第22話

 ちょっとした観客席もあるチームの練習場は、長富杏香のように若い世代から追っかけたいという特定のサポーターなどもいて、いそれなりの人数がいつも見学している。

 天気もいいからか、今日はどちらかと言うと普段より多いくらいの見学者がいたのだが、それでもあの三人はかなり目立っていた。


 日除けなのか、鍔が大きい帽子をかぶってちょこんと座っている佐藤愛子なんて、リゾート満喫してるお嬢様にしか見えない。


 なるべく見ないように、集中力切らさないようにアップをしていたのだが、Aチームとの紅白戦のための準備をしていると


「あそこに座ってる人って龍臣のお姉さんだよね?」

 そう声をかけてきたのが同い年のゴールキーパーの熊谷芳樹だった。

 ギョッとして振り向き


「お前よく覚えてるな。そんな何回も会った事ないだろ?」


「覚えてるよ。あんな美人なお姉さん忘れるわけないじゃんか。ご飯もご馳走してくれたことあるし」


 そっか!あれだな。人にご飯を奢ってもらうと懐いてしまうのはゴールキーパーあるあるなのかもしれない。だから長富杏香の事信頼してるんだ俺。ま、そんなわけないけど。


「その隣に座ってる、ここからでも分かるような超絶美人の二人はなんなの?どこかのアイドル?モデル?アナウンサーかリポーターとか?」


「マジ聞かないでくれ。

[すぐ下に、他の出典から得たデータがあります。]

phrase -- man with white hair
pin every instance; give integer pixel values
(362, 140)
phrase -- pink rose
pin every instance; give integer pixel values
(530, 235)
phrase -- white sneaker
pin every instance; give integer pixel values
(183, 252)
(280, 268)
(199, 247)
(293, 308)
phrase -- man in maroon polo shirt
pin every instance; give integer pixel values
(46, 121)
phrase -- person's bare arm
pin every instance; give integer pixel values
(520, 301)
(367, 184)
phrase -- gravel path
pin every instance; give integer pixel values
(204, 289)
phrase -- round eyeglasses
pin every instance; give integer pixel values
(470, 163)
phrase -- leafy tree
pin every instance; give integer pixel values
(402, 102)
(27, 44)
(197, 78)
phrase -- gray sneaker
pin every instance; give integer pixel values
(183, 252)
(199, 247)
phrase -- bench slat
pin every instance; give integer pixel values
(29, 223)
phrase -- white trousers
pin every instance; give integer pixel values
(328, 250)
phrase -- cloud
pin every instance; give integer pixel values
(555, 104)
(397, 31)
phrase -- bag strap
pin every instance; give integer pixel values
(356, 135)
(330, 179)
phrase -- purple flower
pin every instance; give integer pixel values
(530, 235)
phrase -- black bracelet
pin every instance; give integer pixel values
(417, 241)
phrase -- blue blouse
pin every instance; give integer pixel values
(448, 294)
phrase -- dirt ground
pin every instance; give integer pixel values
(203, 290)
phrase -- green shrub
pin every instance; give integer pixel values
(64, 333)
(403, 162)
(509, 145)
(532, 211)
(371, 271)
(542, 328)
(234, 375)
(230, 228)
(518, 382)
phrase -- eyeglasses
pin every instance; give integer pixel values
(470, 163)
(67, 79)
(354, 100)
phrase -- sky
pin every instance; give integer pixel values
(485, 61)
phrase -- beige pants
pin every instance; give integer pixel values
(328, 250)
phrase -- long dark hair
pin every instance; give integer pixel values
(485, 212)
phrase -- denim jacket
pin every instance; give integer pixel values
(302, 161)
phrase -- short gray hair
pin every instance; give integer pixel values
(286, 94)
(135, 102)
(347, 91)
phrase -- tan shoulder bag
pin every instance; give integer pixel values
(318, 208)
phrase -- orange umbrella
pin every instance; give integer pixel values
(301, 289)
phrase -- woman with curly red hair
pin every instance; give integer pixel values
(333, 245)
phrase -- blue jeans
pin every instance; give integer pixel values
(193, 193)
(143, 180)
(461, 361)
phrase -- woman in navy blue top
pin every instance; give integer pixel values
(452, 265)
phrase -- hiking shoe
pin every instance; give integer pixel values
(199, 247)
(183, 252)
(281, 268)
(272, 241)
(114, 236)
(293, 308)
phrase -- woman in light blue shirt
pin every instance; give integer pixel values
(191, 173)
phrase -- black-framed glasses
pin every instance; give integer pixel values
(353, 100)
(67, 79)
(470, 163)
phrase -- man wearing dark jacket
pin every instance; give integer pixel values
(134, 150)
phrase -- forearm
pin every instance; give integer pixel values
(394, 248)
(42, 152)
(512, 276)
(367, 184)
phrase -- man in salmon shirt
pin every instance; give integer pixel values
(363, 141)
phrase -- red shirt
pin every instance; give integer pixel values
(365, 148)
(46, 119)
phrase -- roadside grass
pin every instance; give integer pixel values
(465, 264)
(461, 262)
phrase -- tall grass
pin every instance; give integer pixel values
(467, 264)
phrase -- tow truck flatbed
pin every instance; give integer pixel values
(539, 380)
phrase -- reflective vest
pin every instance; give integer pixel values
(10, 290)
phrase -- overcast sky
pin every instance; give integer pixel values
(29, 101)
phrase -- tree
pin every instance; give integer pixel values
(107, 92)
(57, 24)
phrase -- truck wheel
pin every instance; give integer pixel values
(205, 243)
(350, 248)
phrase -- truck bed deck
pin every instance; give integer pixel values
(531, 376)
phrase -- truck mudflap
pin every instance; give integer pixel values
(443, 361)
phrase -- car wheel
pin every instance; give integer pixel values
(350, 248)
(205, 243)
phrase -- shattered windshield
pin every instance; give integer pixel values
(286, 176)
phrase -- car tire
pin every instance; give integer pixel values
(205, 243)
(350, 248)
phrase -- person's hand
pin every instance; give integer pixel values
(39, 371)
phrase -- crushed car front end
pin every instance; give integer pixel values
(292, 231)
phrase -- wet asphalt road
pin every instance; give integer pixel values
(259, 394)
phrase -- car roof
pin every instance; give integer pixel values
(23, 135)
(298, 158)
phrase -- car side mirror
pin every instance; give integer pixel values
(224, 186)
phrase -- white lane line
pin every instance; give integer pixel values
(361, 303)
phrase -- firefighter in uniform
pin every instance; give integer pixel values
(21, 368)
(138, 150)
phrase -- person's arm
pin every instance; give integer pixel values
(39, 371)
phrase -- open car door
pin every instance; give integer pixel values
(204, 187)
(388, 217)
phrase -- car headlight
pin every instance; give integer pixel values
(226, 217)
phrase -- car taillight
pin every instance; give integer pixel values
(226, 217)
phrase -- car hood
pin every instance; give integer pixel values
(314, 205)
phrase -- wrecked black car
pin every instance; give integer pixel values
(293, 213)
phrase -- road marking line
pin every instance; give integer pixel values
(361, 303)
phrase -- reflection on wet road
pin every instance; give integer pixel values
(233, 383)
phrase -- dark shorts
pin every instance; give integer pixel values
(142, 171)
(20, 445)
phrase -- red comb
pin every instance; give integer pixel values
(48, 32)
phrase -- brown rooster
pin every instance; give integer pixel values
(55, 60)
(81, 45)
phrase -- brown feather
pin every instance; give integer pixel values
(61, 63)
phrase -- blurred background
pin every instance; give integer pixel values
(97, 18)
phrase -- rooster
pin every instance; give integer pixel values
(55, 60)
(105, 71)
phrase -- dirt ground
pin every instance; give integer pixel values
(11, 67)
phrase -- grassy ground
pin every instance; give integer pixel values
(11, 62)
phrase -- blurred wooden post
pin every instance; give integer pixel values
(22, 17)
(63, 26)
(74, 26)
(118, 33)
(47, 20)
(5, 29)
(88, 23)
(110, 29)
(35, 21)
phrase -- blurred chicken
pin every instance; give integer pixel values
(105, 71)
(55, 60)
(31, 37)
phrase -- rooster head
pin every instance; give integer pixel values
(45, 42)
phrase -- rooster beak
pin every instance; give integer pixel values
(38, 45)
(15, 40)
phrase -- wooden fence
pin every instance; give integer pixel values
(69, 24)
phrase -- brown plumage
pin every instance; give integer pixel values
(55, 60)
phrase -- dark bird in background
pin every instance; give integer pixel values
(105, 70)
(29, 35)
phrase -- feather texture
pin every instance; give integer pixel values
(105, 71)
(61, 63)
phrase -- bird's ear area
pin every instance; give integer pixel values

見なかったことにしてくれ。散々練習サボってるくせに女連れてきてあいつヤバくない?って思われたらマジここに俺居れなくなるから…」

 冗談っぽい感じで言えたと思う。でも本心。これ以上俺がいても良い場所を誰かに奪われたくないって思ってしまう。


「そんなこと思うわけないじゃんか。もう今はあの時みたいな奴らも居ないし、亮輔先輩筆頭に凄い纏まってるしさ。あの時助けてあげられなくて俺の事恨んでるかもしれないけど、俺は龍臣の事は今でもナンバーワンキーパーだと思ってるし、こうやって一緒に練習出来るのもやっとかよって思ってるんだぜ」

 仲川亮輔に後から聞いた話では、退団させられた奴らに取り込まれそうになった時に烈火の如く怒った事が発覚したきっかけだったそうだ。

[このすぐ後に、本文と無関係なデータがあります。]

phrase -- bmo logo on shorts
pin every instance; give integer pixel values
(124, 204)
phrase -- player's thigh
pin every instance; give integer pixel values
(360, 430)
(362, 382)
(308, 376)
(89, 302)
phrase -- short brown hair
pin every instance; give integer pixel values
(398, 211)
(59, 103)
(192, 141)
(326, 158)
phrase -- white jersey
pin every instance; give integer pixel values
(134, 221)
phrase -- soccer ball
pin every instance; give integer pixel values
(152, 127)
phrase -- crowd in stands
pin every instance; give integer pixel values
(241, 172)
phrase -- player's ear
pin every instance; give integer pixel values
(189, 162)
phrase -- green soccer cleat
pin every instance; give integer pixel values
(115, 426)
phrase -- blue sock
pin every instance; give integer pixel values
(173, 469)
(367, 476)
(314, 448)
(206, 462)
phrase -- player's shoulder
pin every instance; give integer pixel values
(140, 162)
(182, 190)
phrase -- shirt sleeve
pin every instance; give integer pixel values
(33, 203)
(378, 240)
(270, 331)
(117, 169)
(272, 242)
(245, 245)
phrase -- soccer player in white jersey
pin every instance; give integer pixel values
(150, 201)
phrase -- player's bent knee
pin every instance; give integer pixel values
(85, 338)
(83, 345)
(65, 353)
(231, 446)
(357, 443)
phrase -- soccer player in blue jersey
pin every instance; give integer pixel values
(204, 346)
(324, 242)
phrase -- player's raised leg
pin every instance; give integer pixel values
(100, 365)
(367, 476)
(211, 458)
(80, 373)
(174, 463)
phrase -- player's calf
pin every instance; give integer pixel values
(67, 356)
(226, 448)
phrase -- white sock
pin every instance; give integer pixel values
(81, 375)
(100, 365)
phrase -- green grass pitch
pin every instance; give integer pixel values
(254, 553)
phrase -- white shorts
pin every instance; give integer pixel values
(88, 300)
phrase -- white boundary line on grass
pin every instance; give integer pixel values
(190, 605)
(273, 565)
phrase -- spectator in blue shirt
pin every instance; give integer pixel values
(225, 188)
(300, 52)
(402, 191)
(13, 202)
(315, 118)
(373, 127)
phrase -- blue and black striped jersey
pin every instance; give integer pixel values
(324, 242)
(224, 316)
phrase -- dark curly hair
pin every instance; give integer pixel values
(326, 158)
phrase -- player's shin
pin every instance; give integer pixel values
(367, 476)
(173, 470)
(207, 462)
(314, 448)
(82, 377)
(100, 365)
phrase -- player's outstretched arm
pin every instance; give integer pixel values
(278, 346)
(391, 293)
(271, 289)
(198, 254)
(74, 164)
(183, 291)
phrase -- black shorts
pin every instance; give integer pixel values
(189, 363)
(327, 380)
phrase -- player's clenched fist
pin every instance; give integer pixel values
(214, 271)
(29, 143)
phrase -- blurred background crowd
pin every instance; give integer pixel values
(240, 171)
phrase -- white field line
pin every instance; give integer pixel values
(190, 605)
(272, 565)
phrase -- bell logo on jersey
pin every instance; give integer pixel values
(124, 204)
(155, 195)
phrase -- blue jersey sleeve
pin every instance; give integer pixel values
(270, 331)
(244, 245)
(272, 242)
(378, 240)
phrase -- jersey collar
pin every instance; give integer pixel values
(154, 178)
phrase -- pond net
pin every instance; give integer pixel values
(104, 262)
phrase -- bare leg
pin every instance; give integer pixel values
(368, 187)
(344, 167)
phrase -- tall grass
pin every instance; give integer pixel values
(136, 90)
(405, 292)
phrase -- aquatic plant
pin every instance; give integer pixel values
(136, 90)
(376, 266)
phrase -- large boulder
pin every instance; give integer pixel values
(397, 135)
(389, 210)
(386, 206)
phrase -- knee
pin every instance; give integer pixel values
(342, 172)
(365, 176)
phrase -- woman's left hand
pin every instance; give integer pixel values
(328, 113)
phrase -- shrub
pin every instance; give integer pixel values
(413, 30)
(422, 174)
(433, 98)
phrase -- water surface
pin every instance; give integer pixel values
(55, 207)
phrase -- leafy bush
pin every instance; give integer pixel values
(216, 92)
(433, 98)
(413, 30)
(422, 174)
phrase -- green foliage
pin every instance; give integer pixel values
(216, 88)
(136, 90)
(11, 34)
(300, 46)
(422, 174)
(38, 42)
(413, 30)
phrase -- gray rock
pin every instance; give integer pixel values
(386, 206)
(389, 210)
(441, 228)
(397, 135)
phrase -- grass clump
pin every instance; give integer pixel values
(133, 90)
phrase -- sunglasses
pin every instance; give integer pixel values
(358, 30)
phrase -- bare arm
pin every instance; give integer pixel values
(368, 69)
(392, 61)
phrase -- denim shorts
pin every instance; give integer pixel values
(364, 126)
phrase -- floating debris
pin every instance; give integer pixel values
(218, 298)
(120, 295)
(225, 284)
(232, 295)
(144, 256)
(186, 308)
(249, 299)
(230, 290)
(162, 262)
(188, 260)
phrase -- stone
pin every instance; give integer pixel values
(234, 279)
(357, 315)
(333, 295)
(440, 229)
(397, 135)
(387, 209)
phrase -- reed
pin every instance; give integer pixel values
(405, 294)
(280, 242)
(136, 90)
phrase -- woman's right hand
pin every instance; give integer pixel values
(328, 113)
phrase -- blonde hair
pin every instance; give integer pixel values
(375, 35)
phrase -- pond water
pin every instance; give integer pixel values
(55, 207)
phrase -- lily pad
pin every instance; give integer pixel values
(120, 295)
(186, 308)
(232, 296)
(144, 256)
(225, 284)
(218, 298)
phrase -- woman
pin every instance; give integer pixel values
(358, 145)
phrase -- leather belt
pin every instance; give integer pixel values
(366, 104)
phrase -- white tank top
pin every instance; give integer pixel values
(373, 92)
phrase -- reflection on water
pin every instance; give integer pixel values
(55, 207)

 ゴールキーパーとフィールドプレイヤーは練習場所も違う為、ミニゲームの度になんかおかしいなとは思っていたらしいのだが、ビルドアップの時に左サイドにいた俺に、あからさまにボールが出ないのを不思議に思い練習後に問いただしたらお前もアイツの事シカトしろよって言われたらしい。


 仲川亮輔の元に、殴られたように頬が腫れている熊谷芳樹が泣きながら助けてくれとやってきて事態が公になったのだとか。


 その話しを聞いた時はまだ、入院している時だった。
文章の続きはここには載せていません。